[<prev] [next>] [<thread-prev] [thread-next>] [day] [month] [year] [list]
Message-ID: <b260c8f8-266f-08c5-2e87-875174042a5b@huaweicloud.com>
Date: Sun, 5 Nov 2023 22:06:21 +0100
From: Jonas Oberhauser <jonas.oberhauser@...weicloud.com>
To: "Mathew, Cherry G.*" <c@....st>, linux-kernel@...r.kernel.org
Subject: Re: [RFC+Patch] Formal models as source of truth for Software
Architects.
Hi Mathew,
Am 11/5/2023 um 8:20 AM schrieb Mathew, Cherry G.*:
> Hi Jonas,
>
> First of all, sorry for my late reply - I note with thanks, that you
> spent some time and attention on your email, so I wanted to spend some
> time composing a thoughtful reply. I'm replying in context below:
>
>
>>>>>> Jonas Oberhauser<jonas.oberhauser@...weicloud.com> writes:
> [...]
>
>
> > A few years ago we also built systems to extract models from C
> > code (for TLA+ back then), but those systems are now totally
> > unused (and unmaintained) due to poor scalability of exploratory
> > state-based model checking.
>
> > And then there's the issue that many engineers don't know how to
> > write reasonable temporal assertions, especially not ones that can
> > give sufficient guarantees to be worth the extra effort and
> > maintenance.
>
> So my arrival at "D3" and spin was a progression of looking at what's
> available (in the open domain), current consensus around development
> methodology, and progress in hardware capacity.
>
> I've used TLA+ for protocol verification, and while it's great for that,
> I didn't see it translate to and from implementation code.

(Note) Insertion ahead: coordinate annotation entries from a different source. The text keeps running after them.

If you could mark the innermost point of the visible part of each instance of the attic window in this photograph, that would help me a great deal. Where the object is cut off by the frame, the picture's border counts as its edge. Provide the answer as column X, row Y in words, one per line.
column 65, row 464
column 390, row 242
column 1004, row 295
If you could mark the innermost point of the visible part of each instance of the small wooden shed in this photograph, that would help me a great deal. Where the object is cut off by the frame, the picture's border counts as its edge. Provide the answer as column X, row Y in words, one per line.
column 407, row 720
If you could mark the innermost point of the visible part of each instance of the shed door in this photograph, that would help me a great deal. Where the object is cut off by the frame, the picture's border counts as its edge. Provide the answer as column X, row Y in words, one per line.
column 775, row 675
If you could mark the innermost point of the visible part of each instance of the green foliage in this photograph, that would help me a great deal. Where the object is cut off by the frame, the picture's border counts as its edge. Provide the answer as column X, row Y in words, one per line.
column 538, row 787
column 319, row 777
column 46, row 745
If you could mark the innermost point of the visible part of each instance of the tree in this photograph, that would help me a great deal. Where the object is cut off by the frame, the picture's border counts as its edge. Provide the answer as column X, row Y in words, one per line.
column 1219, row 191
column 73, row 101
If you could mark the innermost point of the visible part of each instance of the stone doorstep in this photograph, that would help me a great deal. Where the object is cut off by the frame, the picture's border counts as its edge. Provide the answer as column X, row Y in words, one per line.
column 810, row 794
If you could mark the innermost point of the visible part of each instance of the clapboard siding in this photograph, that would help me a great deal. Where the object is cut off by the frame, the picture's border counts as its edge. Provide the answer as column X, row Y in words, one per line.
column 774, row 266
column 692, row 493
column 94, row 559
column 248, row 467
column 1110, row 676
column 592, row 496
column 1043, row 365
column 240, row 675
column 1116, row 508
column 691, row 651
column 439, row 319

I meant that we implemented an internal tool to transpile from C to PlusCal.
It sounded like a great idea at the time. But then it quickly fell out
of use.
> > If we use a simplified model of what the system should be doing to
> > specify, then usually we are not looking for equivalence but only
> > for uni-directional simulation: the spec usually needs to have
> > more degrees of freedom than the implementation, which is just a
> > single implementation.
>
> So spin has two approaches - one uses the inline "C" to glue the spec as
> a sort of "test driver" for implementation code if required. The other
> uses a separate source level model extractor, to rebuild the implicit
> model in the implementation C code. I am leaning towards the latter,
> because it seems to help with streamlining the software development
> process as an iteration - which helps especially in early nascent stages
> of design & development. What I'm beginning to see is that once design
> "settles down", then the iterations become less disruptive. But
> initially, the Architect/Engineer hats need very good interaction.
>
>
> > What has worked well for us is anything that works
>
> > - directly on the code
>
> > - doesn't require learning any kind of math to find bugs with
>
> > - is scalable enough to find bugs on real code
>
> > - doesn't require a lot of extra effort from the engineers
> > (compared to the extra assurance you get)
>
> > - doesn't need to be adapted whenever the code changes
>
> Have you seen spoq ?
>
> https://www.usenix.org/conference/osdi23/presentation/li-xupeng
>
> They use this approach - one of the reasons I'm not fully convinced by
> this approach is because, I believe that the source of truth being in
> implementation code limits flexibility, for eg: reuse. If you notice my
> original patch, the model is a reference for both the NetBSD and Linux
> drivers - nothing stops it from further OSs (as long as the codeflow
> logic doesn't vary too much - and even then, the model could itself be
> made modular to accommodate different FSMs)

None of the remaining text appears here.